2. Sur la responsabilité de la banque dans le versement des fonds
Vu les articles L. 312-48 et L. 312-55 du code de la consommation,
Le contrat de crédit accessoire est annulé de plein droit lorsque le contrat en vue duquel il a été conclu est lui-même annulé.
Si l’anéantissement du contrat de crédit impose, en principe, à l’emprunteur de restituer le capital emprunté, le prêteur qui a versé les fonds sans s’être assuré de l’exécution complète du contrat principal et de sa régularité formelle, peut être privé en tout ou partie de sa créance de restitution, dès lors que l’emprunteur justifie avoir subi un préjudice en lien avec cette faute.
L’emprunteur qui détermine l’établissement de crédit à libérer les fonds au vu d’une attestation de livraison n’est pas recevable à soutenir ensuite, au détriment du prêteur, que le bien ne lui a pas été livré. Cette attestation doit être suffisamment précise pour caractériser l’exécution complète du contrat principal.
Le contrat de vente du 19 juillet 2017 étant annulé, le contrat de crédit accessoire du même jour l’est aussi.
La faute de la société Cofidis est établie. Non seulement, elle a versé les fonds le 9 mars 2018 sans s’assurer de régularité formelle du contrat principal. Mais encore, ce versement est intervenu avant l’exécution par la venderesse des démarches admnistratives en vue du raccordement de l’installation aux réseaux publics de distribution d’électricité permettant la revente d’électricité, prévue au contrat. L’attestation de mise en service signée le 19 décembre 2017 par M. [P] mentionne d’ailleurs que l’autorisation de déblocage est donnée sous réserve de la justification auprès de la banque de l’accomplissement de ces démarches.
Les emprunteurs invoquent deux préjudices, le premier relatif au paiement d’un prix disproportionné par rapport à la valeur des biens vendus et le second relatif à la privation de la jouissance de l’installation pendant deux ans.
Le premier préjudice n’est pas en lien avec la faute de la banque qui n’est pas tenue de vérifier l’efficacité économique du contrat principal, au surplus non entrée dans le champ contractuel.
Si l’on peut admettre que le versement prématuré des fonds ait fait perdre une chance aux emprunteurs de bénéficier d’une mise en service plus rapide, le montant de ce préjudice est nul puisqu’ils bénéficient actuellement d’une installation qui fonctionne et génère des revenus, moyennant le seul remboursement du capital emprunté.

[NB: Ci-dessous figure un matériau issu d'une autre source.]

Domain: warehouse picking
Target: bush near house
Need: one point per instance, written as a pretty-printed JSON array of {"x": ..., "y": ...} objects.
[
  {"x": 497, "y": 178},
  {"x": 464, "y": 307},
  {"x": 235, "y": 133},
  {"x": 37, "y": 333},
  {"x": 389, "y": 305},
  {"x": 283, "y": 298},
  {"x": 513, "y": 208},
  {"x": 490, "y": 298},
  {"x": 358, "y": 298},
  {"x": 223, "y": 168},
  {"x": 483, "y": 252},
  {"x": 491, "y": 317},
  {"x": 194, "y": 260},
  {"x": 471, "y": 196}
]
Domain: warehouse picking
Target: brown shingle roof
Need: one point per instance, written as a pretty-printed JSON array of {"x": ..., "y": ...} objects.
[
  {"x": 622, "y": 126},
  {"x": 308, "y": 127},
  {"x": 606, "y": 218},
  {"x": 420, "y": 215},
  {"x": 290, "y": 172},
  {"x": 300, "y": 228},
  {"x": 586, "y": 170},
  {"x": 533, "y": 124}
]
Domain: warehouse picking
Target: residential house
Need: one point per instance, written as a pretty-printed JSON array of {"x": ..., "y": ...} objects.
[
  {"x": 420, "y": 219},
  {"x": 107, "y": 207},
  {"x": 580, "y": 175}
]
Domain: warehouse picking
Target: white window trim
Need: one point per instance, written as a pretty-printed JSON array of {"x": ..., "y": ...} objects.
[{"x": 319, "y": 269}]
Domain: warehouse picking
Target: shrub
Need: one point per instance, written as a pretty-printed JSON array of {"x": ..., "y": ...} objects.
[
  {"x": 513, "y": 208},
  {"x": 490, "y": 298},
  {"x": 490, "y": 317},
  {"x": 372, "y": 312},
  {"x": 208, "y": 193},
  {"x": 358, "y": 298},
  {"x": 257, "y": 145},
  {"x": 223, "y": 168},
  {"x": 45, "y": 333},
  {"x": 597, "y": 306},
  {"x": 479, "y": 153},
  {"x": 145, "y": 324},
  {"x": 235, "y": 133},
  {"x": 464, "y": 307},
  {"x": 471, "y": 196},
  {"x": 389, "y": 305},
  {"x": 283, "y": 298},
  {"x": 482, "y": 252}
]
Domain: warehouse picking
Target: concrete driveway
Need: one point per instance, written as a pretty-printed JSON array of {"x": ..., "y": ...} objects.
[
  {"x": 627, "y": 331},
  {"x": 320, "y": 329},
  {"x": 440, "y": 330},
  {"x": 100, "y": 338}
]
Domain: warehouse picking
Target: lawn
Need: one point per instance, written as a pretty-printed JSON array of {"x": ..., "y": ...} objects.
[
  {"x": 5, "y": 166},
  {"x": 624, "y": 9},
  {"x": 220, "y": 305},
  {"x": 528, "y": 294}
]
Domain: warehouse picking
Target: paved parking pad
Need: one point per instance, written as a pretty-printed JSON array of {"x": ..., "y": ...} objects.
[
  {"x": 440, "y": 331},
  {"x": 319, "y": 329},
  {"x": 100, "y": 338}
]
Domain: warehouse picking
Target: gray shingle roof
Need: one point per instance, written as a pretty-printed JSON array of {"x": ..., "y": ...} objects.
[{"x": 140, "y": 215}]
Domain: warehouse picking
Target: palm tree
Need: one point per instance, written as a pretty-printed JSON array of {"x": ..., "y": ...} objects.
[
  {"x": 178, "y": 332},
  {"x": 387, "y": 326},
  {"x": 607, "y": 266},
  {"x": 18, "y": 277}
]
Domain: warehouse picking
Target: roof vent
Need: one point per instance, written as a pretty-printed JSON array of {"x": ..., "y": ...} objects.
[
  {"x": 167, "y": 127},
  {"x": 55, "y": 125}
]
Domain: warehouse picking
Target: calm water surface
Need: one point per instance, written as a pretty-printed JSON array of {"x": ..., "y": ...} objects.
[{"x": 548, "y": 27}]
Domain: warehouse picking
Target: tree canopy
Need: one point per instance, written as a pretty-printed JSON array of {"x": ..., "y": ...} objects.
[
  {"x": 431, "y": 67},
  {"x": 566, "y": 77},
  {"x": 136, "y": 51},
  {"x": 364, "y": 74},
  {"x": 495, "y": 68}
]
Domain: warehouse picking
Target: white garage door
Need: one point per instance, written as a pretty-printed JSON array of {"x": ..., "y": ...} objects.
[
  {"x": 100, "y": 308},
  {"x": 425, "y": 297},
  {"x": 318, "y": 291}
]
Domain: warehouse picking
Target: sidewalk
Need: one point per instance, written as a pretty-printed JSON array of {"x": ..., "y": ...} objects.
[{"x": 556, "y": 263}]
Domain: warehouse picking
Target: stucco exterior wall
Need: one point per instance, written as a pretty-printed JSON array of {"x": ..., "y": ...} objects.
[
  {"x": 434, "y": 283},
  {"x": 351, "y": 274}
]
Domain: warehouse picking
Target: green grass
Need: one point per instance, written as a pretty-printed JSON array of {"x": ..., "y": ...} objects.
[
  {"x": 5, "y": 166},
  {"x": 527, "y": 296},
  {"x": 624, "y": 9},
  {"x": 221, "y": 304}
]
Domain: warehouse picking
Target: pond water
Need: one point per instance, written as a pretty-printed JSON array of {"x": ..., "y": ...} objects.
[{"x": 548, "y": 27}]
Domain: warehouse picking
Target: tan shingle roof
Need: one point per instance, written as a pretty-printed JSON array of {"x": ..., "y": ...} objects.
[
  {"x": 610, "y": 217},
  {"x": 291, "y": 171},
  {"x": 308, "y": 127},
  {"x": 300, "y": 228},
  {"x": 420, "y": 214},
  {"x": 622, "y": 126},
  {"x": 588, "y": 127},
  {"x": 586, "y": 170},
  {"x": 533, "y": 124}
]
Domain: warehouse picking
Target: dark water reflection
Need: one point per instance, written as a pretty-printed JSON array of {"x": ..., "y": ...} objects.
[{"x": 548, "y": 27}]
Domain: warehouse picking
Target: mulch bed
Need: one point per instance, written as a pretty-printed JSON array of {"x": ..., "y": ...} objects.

Il n’y a, par conséquent, pas lieu de priver la société Cofidis de sa créance de restitution et M. [P] et Mme [W] seront condamnés in solidum à lui rembourser le capital emprunté d’un montant de 29 900 euros avant déduction des échéances payées, avec intérêts au taux légal à compter du présent arrêt.
3. Sur les frais du procès
Les dispositions du jugement relatives aux dépens et frais irrépétibles seront infirmées.
Partie perdante, la société Cofidis sera condamnée aux dépens de première instance et d’appel et à payer à M. [P] et Mme [W] la somme de 2 000 euros en application de l’article 700 du code de procédure civile.
PAR CES MOTIFS
La cour, statuant publiquement par défaut,
Infirme le jugement en toutes ses dispositions,
Statuant à nouveau des chefs infirmés et y ajoutant :
Prononce l’annulation du contrat de vente et du contrat de crédit accessoire du 19 juillet 2017,
Condamne in solidum [L] [P] et [T] [W] à rembourser à la société Cofidis le capital emprunté d’un montant de 29 900 euros avant déduction des échéances payées, avec intérêts au taux légal à compter du présent arrêt,
Condamne la société Cofidis aux dépens de première instance et d’appel,
Vu l’article 700 du code de procédure civile, condamne la société Cofidis à payer à [L] [P] et [T] [W] la somme de 2 000 euros.